On BBC Radio 4's 'Today' programme this morning, there was a piece on the 60th anniversary of Murphy's law - the law of physics which states that "everything that can go wrong, will go wrong". It was prefaced as one of the year's anniversaries that will affect us more on a day-to-day basis than, say, Darwin or Galileo's discoveries.

I've got another one. This year coincidentally marks the 60th anniversary of ergonomics in the UK - as it was in 1949 that the Ergonomics Research Society first formed. Now known as The Ergonomics Society (and changing its name this year to the Institute of Ergonomics and Human Factors) the Society is the UK's professional body for this field, with some 1500 members.

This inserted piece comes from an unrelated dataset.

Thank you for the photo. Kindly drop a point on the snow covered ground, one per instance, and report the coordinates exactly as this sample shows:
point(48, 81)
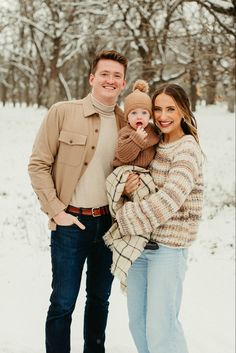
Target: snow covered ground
point(208, 303)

I'm involved with The Ergonomics Society as its Chair of External Relations, and we're planning a host of events throughout the year to mark the anniversary. There is a series of breakfast meetings for industry practitioners, there's an historical Society lecture at the Royal Society of Arts in May, a prestigious anniversary conference at the Royal College of Physicians in April, and we're culminating with an ergonomics exhibition at the Design Museum opening in November.

The exhibition, which we've called Real World Design, is being run in partnership between Brunel University (myself and Fergus Bisset), Loughborough University (Prof Roger Haslam), the Design Museum and Laura Grant Associates, with support from The Ergonomics Society and the Office of the Rail Regulator. The project is funded by the EPSRC, and I dare say I'll be keeping you updated on it here as it progresses.

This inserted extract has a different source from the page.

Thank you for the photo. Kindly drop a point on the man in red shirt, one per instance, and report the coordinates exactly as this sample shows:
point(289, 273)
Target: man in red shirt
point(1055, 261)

I like the synergy with the Murphy's law anniversary - ergonomics affects us all at an everyday level, and in many cases it is also about things going wrong. That is, a good application of ergonomics can stop (human-made) things going wrong in the first place. Maybe then, some years in the future, we could be celebrating another big milestone for ergonomics and everyone will have forgotten about Murphy's law...

Friday, 6 February 2009

Human-centred design

I’ll be honest right from the off - I'm a newbie. This is my first blog, and this is my first post. My plan for this blog is to share and air my views on human-centred design (HCD; aka ergonomics, aka human factors - semantic differences but essentially we’re all on the same side, and I use these terms interchangeably). My motivation is that I believe HCD matters - not just to my colleagues and me, but to everyone.

We all come across ergonomics every day, at home, at work, and at leisure. Consumer products, transport, workstations - any time we interact with, well, anything that’s been designed. But most of the time you probably don’t notice it - except when ergonomics goes bad, when it’s right in your face, causing errors and frustration.

Sticking with the honesty, I’ll come clean and say I’m not a designer. My background is in psychology, and I got into this by applying my knowledge of what people can and can’t do to their performance in complex systems (transport - driver/pilot performance, in my case). But through my career I’ve come round to the idea that the people best placed to make a difference here are those who put the products and systems out into the real world - the designers and engineers. That’s why at Brunel University we’re training the next generation of human-centred designers.

Over the course of this blog I’d like to share our achievements at Brunel, as well as my own personal encounters with HCD in everyday life. I hope you find it useful as well as stimulating to think about your own experiences of HCD - good or bad.